While Sciamma has perfectly captured the exhilaration of childhood and the lasting friendships it can create, Petite Maman’s true heart lies with the relationship between mother and daughter, Sciamma portraying how valuable that bond can be, yet also how precarious. Nelly and her Mum certainly have their ups and downs (her sudden disappearance is a tad harsh in light of everything else her daughter is dealing with), but their connection is palpable whenever they’re together, the two of them sharing such a deep understanding that they instinctively know what the other wants, whether that be someone to listen as they talk about the past, or a tight hug to serve as a reminder that they’re not alone. Indeed, they’re so close that they often don’t need words to communicate, one great example being a scene in which Nelly feeds her crisps from the backseat of their car, this tender gesture making her Mum smile and briefly forget about her loss.

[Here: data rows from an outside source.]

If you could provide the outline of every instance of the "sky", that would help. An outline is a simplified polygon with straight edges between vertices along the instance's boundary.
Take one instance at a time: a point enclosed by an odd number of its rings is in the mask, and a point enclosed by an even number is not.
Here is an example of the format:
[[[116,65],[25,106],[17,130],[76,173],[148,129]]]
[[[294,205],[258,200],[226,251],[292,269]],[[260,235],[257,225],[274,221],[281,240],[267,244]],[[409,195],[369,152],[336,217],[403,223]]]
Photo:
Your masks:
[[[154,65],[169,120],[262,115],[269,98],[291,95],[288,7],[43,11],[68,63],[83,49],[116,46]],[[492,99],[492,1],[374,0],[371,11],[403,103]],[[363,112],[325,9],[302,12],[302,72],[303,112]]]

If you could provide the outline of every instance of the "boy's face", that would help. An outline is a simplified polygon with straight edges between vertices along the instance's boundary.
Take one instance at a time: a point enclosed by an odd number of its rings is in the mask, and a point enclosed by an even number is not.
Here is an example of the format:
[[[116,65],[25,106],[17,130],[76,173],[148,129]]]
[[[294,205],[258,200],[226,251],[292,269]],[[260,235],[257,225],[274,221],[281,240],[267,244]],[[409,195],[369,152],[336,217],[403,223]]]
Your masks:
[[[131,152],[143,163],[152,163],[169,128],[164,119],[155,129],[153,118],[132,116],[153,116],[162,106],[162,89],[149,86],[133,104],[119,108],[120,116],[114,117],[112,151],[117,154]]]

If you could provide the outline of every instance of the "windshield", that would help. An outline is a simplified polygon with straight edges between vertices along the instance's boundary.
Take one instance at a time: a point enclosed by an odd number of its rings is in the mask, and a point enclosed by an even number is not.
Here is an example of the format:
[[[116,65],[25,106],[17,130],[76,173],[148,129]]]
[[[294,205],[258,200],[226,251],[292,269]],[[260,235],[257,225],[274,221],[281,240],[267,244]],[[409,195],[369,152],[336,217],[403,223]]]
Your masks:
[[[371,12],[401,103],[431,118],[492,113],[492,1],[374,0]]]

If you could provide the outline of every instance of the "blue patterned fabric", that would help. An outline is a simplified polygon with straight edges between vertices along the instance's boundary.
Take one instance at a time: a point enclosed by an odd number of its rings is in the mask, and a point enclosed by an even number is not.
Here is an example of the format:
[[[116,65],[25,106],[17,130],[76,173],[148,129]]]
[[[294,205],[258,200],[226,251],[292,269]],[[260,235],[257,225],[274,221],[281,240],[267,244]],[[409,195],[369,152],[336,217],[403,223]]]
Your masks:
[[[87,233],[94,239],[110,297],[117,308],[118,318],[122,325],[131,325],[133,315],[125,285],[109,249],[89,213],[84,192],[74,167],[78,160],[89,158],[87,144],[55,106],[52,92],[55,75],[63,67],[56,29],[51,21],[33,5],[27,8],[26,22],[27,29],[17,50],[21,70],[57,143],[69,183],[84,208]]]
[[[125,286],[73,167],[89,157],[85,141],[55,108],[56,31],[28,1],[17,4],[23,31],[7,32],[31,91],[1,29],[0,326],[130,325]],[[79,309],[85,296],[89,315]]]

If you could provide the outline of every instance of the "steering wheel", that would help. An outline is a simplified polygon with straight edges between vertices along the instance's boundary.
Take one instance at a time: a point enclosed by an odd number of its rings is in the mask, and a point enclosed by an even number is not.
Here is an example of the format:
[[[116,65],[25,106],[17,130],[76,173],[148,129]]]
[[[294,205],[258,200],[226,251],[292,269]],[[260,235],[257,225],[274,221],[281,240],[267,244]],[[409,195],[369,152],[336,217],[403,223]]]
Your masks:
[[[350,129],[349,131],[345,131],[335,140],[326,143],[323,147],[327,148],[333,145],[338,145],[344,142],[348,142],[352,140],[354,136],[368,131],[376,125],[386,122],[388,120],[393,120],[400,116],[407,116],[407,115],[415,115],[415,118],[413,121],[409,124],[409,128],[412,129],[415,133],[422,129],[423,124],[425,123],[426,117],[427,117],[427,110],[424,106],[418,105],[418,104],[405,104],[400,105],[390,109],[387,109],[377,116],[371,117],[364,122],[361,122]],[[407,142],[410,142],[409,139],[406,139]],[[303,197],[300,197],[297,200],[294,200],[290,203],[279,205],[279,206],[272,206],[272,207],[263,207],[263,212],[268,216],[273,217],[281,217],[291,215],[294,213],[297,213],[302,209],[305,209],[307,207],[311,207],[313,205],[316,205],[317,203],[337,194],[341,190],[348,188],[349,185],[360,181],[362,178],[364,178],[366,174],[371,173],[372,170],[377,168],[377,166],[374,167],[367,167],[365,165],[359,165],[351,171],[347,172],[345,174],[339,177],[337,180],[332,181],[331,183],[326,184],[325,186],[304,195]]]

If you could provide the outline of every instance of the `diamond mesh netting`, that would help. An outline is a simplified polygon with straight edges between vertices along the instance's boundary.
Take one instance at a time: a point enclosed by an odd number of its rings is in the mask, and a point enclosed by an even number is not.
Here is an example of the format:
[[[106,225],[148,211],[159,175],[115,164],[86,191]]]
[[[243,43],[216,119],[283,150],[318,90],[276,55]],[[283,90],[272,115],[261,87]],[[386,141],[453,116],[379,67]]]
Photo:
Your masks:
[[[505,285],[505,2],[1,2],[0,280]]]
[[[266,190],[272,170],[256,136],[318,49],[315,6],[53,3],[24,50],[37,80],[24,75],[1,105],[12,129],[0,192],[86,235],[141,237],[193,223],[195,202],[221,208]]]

Moments like this always have so much nostalgia and sentiment to them that it’s as if they’re actual memories coming alive onscreen, Nina Meurisse and Joséphine Sanz’s natural performances as mother and daughter also adding to the profound sense of realism that Sciamma has been able to establish throughout.
Petite Maman is such a lovely, enchanting film that you’ll never want it to end, Sciamma fully immersing us in the wonderful world she has created and the relationships she has so beautifully brought to life. Her script is superb, ideas about grief, the past, childhood and the mother-daughter bond all delicately explored, while her restrained direction puts the performances of her cast up front and centre, coaxing two incredible turns from her young leads in the process. Yet it is the balance between the supernatural elements of her story and the everyday moments that makes this particularly fascinating, Sciamma crafting an exquisite realist fairytale in which magic can be found in the most unexpected of places. Like Nelly, we just have to know where to look for it.